Ha pasado el tiempo, y con él muchas ilusiones se han esfumado. Hoy, en términos culturales, políticos e institucionales, Chile está más cerca de Latinoamérica de lo que creía una década atrás, a pesar de la distancia en materia de desarrollo económico y humano.

Tres factores explican esa evolución. Primero, el sistema económico no ha logrado aún transformar el “individualismo ingobernable” en un verdadero espíritu capitalista. Así lo prueba un porfiado crony capitalism, o “capitalismo de amigos”, que vuelve a asomar su cabeza a veces en formas sórdidas, como también la diseminación de una suerte de “capitalismo zorrón” que evade la legalidad en lugar de innovar. Segundo, el sistema político chileno, tradicionalmente sostenido en partidos fuertes y con robusta adhesión ciudadana, se ha vuelto más informal y fragmentado, favoreciendo caudillos y aventureros, lo que lo acerca al clásico patrón latinoamericano. Tercero, la inmigración masiva de ciudadanos de la región, formados en otra relación con la autoridad y el Estado, ha influido en un severo debilitamiento del respeto a la legalidad, lo que se ha vuelto evidente desde el estallido social de 2019 y la pandemia. En resumen, la cultura y las instituciones chilenas han sido desbordadas por un individualismo insumiso que amenaza la seguridad, la gobernabilidad y el crecimiento.

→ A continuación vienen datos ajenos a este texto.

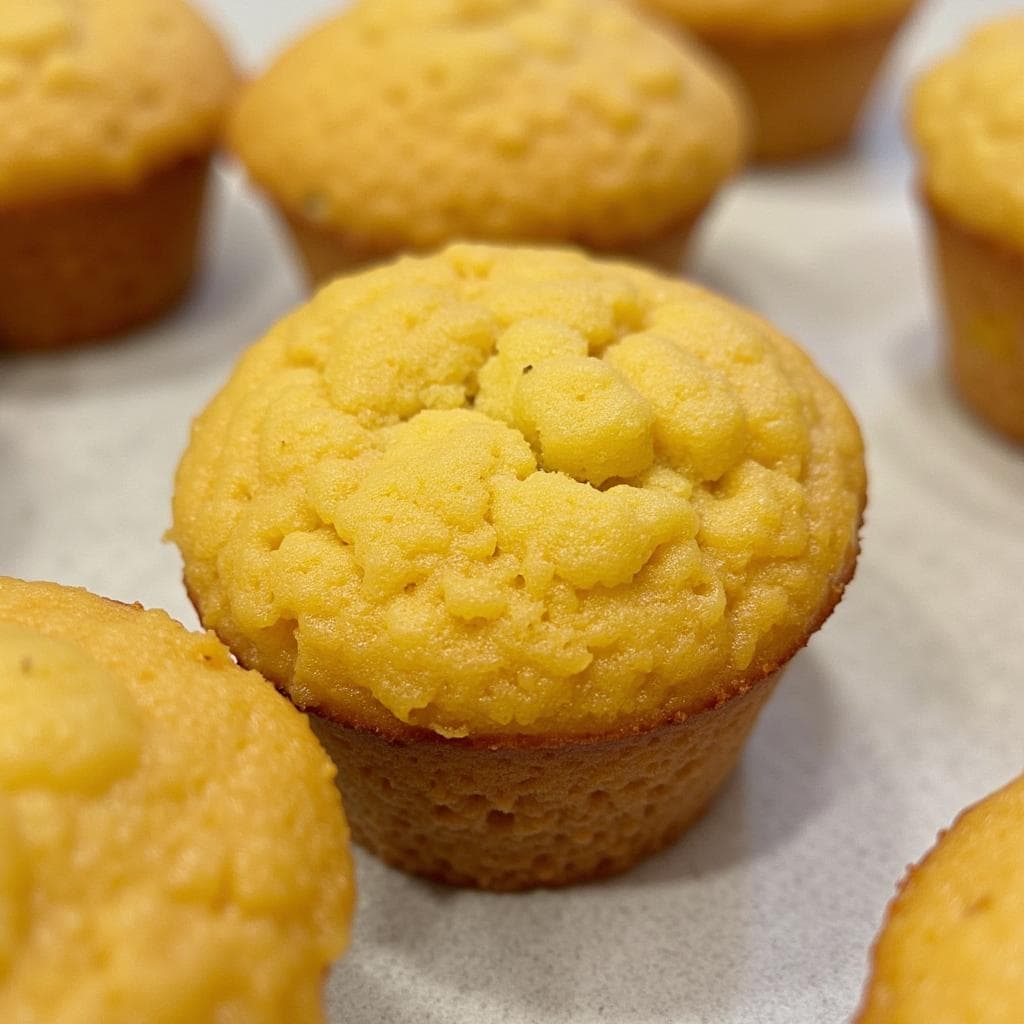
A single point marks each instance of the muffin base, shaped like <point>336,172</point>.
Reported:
<point>87,266</point>
<point>807,93</point>
<point>326,253</point>
<point>519,812</point>
<point>981,284</point>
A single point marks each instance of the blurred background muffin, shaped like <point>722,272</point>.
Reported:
<point>172,847</point>
<point>967,120</point>
<point>808,66</point>
<point>530,536</point>
<point>109,112</point>
<point>404,125</point>
<point>950,949</point>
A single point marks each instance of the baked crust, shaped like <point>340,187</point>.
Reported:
<point>86,266</point>
<point>807,91</point>
<point>326,252</point>
<point>979,283</point>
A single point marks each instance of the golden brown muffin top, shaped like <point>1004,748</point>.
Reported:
<point>408,123</point>
<point>967,119</point>
<point>512,491</point>
<point>172,847</point>
<point>950,951</point>
<point>757,19</point>
<point>97,93</point>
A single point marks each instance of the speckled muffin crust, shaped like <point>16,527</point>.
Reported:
<point>950,947</point>
<point>403,125</point>
<point>807,66</point>
<point>103,151</point>
<point>967,121</point>
<point>518,497</point>
<point>172,848</point>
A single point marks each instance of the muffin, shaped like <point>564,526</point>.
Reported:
<point>401,125</point>
<point>950,949</point>
<point>172,847</point>
<point>967,120</point>
<point>530,537</point>
<point>807,65</point>
<point>109,113</point>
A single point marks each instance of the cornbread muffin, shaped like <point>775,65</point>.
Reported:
<point>109,112</point>
<point>404,124</point>
<point>950,950</point>
<point>172,847</point>
<point>807,65</point>
<point>530,537</point>
<point>967,120</point>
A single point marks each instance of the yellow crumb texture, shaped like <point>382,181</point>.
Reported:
<point>512,491</point>
<point>952,947</point>
<point>756,19</point>
<point>412,122</point>
<point>967,118</point>
<point>172,846</point>
<point>96,93</point>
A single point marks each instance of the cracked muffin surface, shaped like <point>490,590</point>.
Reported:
<point>510,491</point>
<point>155,862</point>
<point>92,93</point>
<point>409,124</point>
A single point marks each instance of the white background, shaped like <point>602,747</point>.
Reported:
<point>907,706</point>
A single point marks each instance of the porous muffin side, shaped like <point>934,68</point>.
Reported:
<point>949,948</point>
<point>966,118</point>
<point>404,125</point>
<point>518,492</point>
<point>172,848</point>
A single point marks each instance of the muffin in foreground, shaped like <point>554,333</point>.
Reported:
<point>807,68</point>
<point>950,950</point>
<point>172,846</point>
<point>967,120</point>
<point>400,126</point>
<point>109,113</point>
<point>530,536</point>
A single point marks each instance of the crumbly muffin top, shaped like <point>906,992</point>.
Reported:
<point>758,18</point>
<point>950,950</point>
<point>97,93</point>
<point>967,118</point>
<point>408,123</point>
<point>172,847</point>
<point>511,491</point>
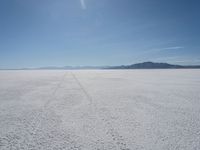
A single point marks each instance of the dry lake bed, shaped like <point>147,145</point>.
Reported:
<point>100,110</point>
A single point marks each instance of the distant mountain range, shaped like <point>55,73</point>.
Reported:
<point>144,65</point>
<point>152,65</point>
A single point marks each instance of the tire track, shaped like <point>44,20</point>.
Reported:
<point>118,139</point>
<point>40,129</point>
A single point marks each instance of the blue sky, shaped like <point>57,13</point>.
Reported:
<point>35,33</point>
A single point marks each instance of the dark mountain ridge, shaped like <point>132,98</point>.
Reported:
<point>153,65</point>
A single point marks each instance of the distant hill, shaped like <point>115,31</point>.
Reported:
<point>144,65</point>
<point>152,65</point>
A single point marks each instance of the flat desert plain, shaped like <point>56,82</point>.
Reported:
<point>100,110</point>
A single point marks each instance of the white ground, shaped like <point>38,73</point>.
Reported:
<point>102,110</point>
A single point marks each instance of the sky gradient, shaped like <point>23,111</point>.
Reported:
<point>37,33</point>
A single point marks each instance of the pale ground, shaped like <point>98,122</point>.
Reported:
<point>100,110</point>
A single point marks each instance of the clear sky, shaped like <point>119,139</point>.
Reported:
<point>36,33</point>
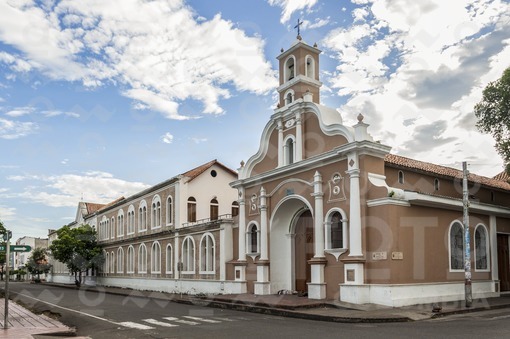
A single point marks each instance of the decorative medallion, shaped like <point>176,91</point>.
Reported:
<point>290,123</point>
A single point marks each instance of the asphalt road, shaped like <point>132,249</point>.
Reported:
<point>101,315</point>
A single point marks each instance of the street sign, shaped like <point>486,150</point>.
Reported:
<point>16,248</point>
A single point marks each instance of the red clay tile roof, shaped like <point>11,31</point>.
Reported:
<point>93,207</point>
<point>112,203</point>
<point>503,176</point>
<point>443,171</point>
<point>195,172</point>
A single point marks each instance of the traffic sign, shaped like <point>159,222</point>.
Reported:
<point>16,248</point>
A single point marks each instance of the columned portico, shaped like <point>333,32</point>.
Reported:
<point>261,286</point>
<point>317,286</point>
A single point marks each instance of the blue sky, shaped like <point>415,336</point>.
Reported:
<point>100,99</point>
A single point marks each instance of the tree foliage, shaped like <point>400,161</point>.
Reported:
<point>77,248</point>
<point>493,113</point>
<point>37,263</point>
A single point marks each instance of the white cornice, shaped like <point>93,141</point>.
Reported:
<point>299,78</point>
<point>455,204</point>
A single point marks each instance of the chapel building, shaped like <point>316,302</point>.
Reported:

Por años se creyó que las dinámicas de la sociedad chilena solo se podían comprender en oposición a América Latina. Ejemplo de ello es la historia que nos contamos acerca de la formación de un Estado unitario, de la implantación temprana de un sistema reglado e institucional, de la relativa continuidad democrática y, en una época más cercana, del tipo de capitalismo asentado bajo la dictadura, del nivel de desarrollo alcanzado y del grado de institucionalización democrática, todo lo cual llevó a que tirios y troyanos renunciáramos a compararnos con América Latina y aspirar a otra liga, la de los países de la OCDE. A estas alturas, sin embargo, parece evidente que los sobresaltos y desafíos actuales de Chile se comprenden mejor desde dentro de la región de la que forma parte, y que esto no implica conformismo —como se ha repetido en los últimos años hasta la saciedad—, sino un indispensable realismo. Esto mismo es lo que hace tan apasionante el nuevo libro de Danilo Martuccelli.

 


Las individualidades robadas de América Latina. Volumen I / La revolución del individualismo. El largo siglo XIX, Danilo Martuccelli, LOM Ediciones, 2024, 520 páginas, $27.000.